I was diagnosed with scoliosis (curvature of the spine) when I was 12 years old. After what felt like a sprint of hospital appointments and tests that are now all blurred into one, I had undergone spinal fusion surgery in order to correct the shape of my spine. I had always been a straight thinking and optimistic person, but in the chaos of my operation I felt as though I lost all my concepts of how I felt about my body, and these were instead replaced with a singular feeling of sullen resentment towards the scar upon me. I could sense it constantly. It acted as a mean looking frown whenever I glared at it in the mirror. It bitterly annoyed me, despite how many times I was reassured that it was “fine, it’s so neat!” – ‘neat’ being a word that I wasn’t too sure about.
Because unlike the mild scratches, marks and spots that I had always bore, this scar acted as a reminder of a time where I was at my most vulnerable, and when I had acquired a rather brutal new perspective on my physical appearance. Ultimately, the scar was not just physical; it was psychological too. It was like a pathway from my body to my mind, a route of self-conscious anxiety that thrust to the front of my life a constant awareness of how I looked to the outside world. Was somebody staring at the red line on my back? What were they thinking? It is human nature to be aware of yourself in social situations, but when it was preventing me from relaxing amongst friends, my self-consciousness about my scar grew into a festering ball of stress that I knew I had to confront.
What I realized in a cliché light bulb moment when looking in the mirror one day, was that it was not the physical mark that I was so saddened by. It was the event that it symbolised – the one where I was vulnerable, scared and confused. And so, I resolved to confront the issue of my operation with the force at which it had hit me back in 2015. I began discussing the experience with the people who I trusted, enclosing all of the negative emotions tied to it, and the difficult memories I had previously repressed. I would write down new, hopeful ways of thinking about the event and I would repeatedly tell myself that it was not a negative thing about me. The sense of relief and peace that eventually came from sharing and exploring my experience is best likened to a gushing flow of water being released when a bolder has been removed from it’s path. Learning to live with scars that we have is a journey, an emotional and thoughtful one that many of us have to embark upon in our lives. Of course, not everyone will struggle to live with his or hers scar. But I feel that in this often scrutinizing society, it is becoming harder for many people, such as myself, to not feel self-conscious about the marks that make them unique.

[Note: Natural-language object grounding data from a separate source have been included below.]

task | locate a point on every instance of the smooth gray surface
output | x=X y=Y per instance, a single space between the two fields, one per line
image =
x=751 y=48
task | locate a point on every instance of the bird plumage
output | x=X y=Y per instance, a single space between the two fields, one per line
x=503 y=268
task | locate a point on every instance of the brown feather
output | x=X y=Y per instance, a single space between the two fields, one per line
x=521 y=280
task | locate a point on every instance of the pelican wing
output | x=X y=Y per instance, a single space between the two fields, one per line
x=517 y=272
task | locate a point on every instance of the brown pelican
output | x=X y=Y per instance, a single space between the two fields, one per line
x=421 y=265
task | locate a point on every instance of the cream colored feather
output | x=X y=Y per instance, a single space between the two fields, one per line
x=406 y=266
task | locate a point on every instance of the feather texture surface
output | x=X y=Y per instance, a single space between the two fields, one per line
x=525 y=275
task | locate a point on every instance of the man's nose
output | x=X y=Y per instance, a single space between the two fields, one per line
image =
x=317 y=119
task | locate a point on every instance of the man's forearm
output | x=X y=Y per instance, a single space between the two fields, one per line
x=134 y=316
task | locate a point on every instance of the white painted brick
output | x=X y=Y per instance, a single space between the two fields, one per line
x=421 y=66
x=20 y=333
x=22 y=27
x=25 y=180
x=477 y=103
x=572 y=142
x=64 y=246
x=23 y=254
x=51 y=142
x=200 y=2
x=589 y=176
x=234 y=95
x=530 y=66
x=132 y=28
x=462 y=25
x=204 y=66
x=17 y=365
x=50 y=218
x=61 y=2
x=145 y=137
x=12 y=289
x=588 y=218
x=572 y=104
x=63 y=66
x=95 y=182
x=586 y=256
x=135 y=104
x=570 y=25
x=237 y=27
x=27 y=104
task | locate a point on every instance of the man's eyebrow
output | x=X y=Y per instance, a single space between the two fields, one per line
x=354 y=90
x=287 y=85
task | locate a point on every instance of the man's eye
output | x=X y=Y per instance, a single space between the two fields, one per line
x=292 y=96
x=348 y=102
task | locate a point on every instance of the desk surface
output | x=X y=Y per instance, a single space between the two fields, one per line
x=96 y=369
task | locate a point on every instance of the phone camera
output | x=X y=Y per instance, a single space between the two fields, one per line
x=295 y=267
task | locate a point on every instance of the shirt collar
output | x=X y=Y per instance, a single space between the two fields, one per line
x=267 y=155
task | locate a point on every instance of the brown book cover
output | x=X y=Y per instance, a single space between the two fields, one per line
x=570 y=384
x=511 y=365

As of today, I am proud to say that I love my scar. It is not a source of sadness, but one of strength. I have chosen for it to symbolise a time that I underwent a major physical change that empowered me, along with a positive mental alteration that now allows me to view in a sensitive way other people with their own unique physical characteristics. Learning to live with the experience that shaped the person who I am today has contributed to a greater sense of self-love that I can only hope we all get to have in our daily life.